Accueil Actu

30e édition d'Africolor: l'année de la femme

Le festival Africolor, organisé essentiellement en Seine-Saint-Denis, donne la parole cette année, pendant plus d'un mois, à de nombreuses femmes musiciennes et créatrices du continent, qui ont choisi de prendre en main leurs destins d'artistes au mépris de certains préjugés.

"Le choix de faire un fil rouge autour des femmes artistes africaines s'est imposé à nous, au fil de nos programmations, par des rencontres, des soutiens en production. Nous avons choisi de consacrer une édition à ces femmes, plus particulièrement à celles qui sont des entrepreneures culturelles et des chefs de projets", explique à l'AFP Sébastien Lagrave, directeur d'Africolor.

Tout un symbole: le premier week-end de cette 30e édition, inaugurée vendredi par la chanteuse kényane électro-pop Muthoni Drummer Queen, est entièrement féminin. S'y produiront également, à Ris-Orangis et Bobigny, la chanteuse-guitariste Rokia Traoré, qui appartient déjà à l'ancienne génération, et la rappeuse du Cap Dope Saint Jude, qui symbolise la nouvelle.

"Il y a une volonté militante dans le fait de programmer ces femmes et, parmi elles, celles qui dans leurs pays respectif affrontent des imaginaires patriarcaux ou des discriminations, dans l'accès aux instruments par exemple, ou dans ce que doit être une femme", explique Sébastien Lagrave.

"Tous ces imaginaires qui sont des projections masculines, ces femmes les affrontent, les contournent et ont des stratégies pour imposer une image et un récit qui soient le leur."

Parmi ces femmes qui s'émancipent à travers la musique, figurent les soeurs Hié, un duo de balafonistes burkinabè, ou encore le Kaladjula Band, cet orchestre exclusivement féminin monté en 2014 par la griotte Naïny Diabaté, inlassable militante pour l'égalité.

- "Oser pour avancer" -

Pionnières de ce mouvement qui s'amplifie en Afrique, la Malienne Rokia Traoré et l'Algérienne Hasna El Becharia, qui se sont imposées "sans attendre qu'on leur donne l'autorisation", seront également à l'affiche d'Africolor.

Pour Rokia Traoré, la ségrégation envers les femmes musiciennes est une réalité en Afrique, mais pas plus forte qu'ailleurs. "Ça n'est pas évident pour les femmes dans la musique, mais je dirais comme partout.
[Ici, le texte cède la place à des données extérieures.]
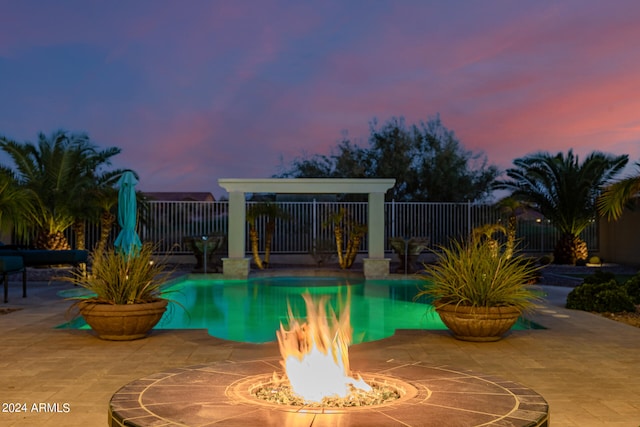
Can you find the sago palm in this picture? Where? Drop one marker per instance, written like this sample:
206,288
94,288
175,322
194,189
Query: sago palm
565,191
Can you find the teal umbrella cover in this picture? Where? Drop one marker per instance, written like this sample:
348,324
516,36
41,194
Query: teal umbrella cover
128,241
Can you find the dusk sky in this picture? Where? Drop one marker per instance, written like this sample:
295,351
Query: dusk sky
193,91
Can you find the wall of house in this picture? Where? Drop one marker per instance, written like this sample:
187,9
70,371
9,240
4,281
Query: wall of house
620,240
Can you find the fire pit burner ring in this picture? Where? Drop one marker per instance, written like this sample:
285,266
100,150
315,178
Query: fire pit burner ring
403,389
219,394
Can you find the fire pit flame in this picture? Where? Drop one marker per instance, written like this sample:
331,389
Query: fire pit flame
315,353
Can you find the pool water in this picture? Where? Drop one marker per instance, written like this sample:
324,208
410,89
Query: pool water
251,310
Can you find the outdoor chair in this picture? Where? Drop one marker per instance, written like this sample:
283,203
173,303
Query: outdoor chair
10,265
Celles qui osent, arrivent à avancer et à pousser les frontières pour celles qui arrivent derrière", affirme-t-elle à l'AFP.

"Il faut avoir beaucoup plus d'audace, de courage, de force, de persévérance qu'un homme dans certains domaines pour avancer, mais je ne pense pas qu'on souffre plus qu'ailleurs", insiste cette femme engagée, fondatrice de l'association Passerelle qui encadre de jeunes musiciens dans son pays.

"Quand je suis arrivée en jouant de la guitare, j'ai été une curiosité tout de suite en Afrique. Il a fallu que je persévère, je suis allée à contre-courant", ajoute-t-elle.

Dans ce concert de femmes, Africolor n'en n'oublie pas complètement les hommes.

Le Camerounais Blick Bassy (voix, guitare, banjo), dont la réputation grandit, sera le maître d'oeuvre de "1958", une création autour d'un événement oublié de l'histoire: l'assassinat cette année-là d'Um Nyobé, ancien leader de l'Union pour le Peuple Camerounais.

Le festival, où se produira également la nouvelle star malienne Fatoumata Diawara, continue aussi de développer des synergies entre musiciens d'ici et de là-bas, à travers des rencontres et des créations.

Parmi celles-ci: "Brazza zéro kilomètre", un projet entre musiciens du Congo Brazzaville et jazzmen européens, et "Kogoba Basigui", "une création dantesque" selon Sébastien Lagrave, avec dix musiciens de jazz d'Europe du Nord, sept musiciens du Mali et un choeur de 100 à 120 personnes.